Robert Jackson Bennett


George Carole is a naturally gifted pianist.  One for who notes seem to jump off the page, without any formal training.  While he seems to have all the natural gifts and talents in the world, and at 17 he has a beautiful life ahead of him, he is not happy with himself.  He needs to go out and find out who he is.  And he will not be happy until he finds out why the man he called “father” left.  So he sets out to find and confront the man who has haunted his very existence.  He goes out to find “The Troupe.”

Robert Jackson Bennett, in his novel, “The Troupe,” beautifully explores a myriad of themes while weaving a fantastical tale of light, darkness, creation and what it means to be called a family.  It’s a blending of the real world with fantastical elements, answering the questions of why we are here, and what our purpose is along the way.  George Carole has lived a relatively normal existence when he goes out in search of his father, albeit with his grandparents.  He did have a natural talent for music but everyone seems to have gifts and talents for which they seem to have no earthly explanation.
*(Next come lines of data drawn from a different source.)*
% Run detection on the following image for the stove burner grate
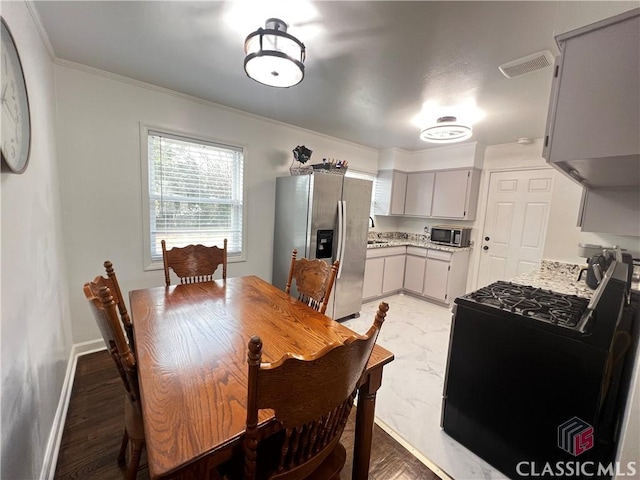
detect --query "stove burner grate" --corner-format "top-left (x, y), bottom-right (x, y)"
top-left (463, 281), bottom-right (589, 328)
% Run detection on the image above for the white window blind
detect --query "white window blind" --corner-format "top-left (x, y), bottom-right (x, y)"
top-left (345, 170), bottom-right (378, 218)
top-left (147, 130), bottom-right (243, 261)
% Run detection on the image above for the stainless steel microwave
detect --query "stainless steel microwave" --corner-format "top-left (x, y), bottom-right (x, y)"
top-left (431, 225), bottom-right (471, 247)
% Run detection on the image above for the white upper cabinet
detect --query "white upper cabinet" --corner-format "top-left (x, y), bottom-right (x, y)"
top-left (375, 170), bottom-right (407, 215)
top-left (404, 172), bottom-right (436, 217)
top-left (542, 8), bottom-right (640, 188)
top-left (431, 168), bottom-right (480, 220)
top-left (375, 168), bottom-right (480, 220)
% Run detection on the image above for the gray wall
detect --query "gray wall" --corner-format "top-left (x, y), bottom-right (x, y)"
top-left (0, 2), bottom-right (71, 479)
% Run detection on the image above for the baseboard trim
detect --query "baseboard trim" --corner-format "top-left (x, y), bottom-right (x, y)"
top-left (40, 339), bottom-right (105, 480)
top-left (375, 417), bottom-right (453, 480)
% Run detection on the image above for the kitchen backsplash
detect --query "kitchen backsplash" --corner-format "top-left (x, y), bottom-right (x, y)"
top-left (368, 231), bottom-right (473, 247)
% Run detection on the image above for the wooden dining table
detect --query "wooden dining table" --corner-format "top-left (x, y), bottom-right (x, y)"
top-left (129, 276), bottom-right (393, 480)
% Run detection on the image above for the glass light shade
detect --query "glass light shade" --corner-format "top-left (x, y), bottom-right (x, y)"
top-left (420, 117), bottom-right (473, 143)
top-left (244, 18), bottom-right (305, 88)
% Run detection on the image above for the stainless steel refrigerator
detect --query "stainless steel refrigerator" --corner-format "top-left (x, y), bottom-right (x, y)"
top-left (272, 173), bottom-right (373, 320)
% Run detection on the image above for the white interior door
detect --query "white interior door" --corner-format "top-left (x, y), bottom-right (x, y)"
top-left (476, 169), bottom-right (553, 288)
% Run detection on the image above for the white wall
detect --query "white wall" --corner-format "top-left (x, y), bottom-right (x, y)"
top-left (0, 2), bottom-right (71, 479)
top-left (55, 63), bottom-right (378, 342)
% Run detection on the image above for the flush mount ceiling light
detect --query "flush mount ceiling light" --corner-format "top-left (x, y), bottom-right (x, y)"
top-left (420, 117), bottom-right (473, 143)
top-left (244, 18), bottom-right (306, 88)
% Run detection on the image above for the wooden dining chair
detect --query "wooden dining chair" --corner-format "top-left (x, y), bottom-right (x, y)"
top-left (102, 260), bottom-right (135, 352)
top-left (84, 277), bottom-right (145, 480)
top-left (236, 302), bottom-right (389, 480)
top-left (160, 238), bottom-right (227, 286)
top-left (285, 249), bottom-right (340, 314)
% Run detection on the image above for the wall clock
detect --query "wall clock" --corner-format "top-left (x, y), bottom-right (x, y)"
top-left (0, 18), bottom-right (31, 173)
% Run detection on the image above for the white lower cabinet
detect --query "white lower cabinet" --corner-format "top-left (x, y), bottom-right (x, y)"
top-left (382, 255), bottom-right (405, 294)
top-left (422, 257), bottom-right (451, 303)
top-left (404, 251), bottom-right (426, 295)
top-left (362, 258), bottom-right (384, 300)
top-left (362, 247), bottom-right (407, 300)
top-left (404, 247), bottom-right (469, 305)
top-left (362, 247), bottom-right (470, 305)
But George Carole’s father isn’t just like any other dad.  He’s a vaudevillian.  He’s on the road almost all year long, and when George gets to the entertainment circuit, he has to wait and bide his time until his dad arrives.  But when he finds out his dad is not going to come to the place where he is at, George sets out to go out and seek him himself.   What he ends up finding is like nothing he was ever going to expect.   Sure, the man that he had found was his father, only months prior, was not going to be exactly like he had imagined.  And a reunion with him was never going to go as planned.  But this was far more than George could possibly imagine.  So much that it is hard to take in.

In this new-found world of his father, there exist fairies, demons, wolves, ghosts, and monsters so terrible it's hard to even express.  George found himself in for far more than he could have possibly dreamed.  Bennett, however, does not leave us awestruck.  What is beautiful about this story is that it’s not only a fantastical tale that takes us from one end of the world to the other and beyond.  What’s beautiful about the story is that Bennett works hard to detail the small things in this incredible world.  It’s not only a larger story of light and darkness, good and evil, and the forces of nature.  It’s also a beautifully crafted tale of fathers and sons, racism, and what it means to love someone else.  TheTroupe is not just a tale about Vaudeville and its craziness.  It’s about life and how to live it, which is what any good story should be about.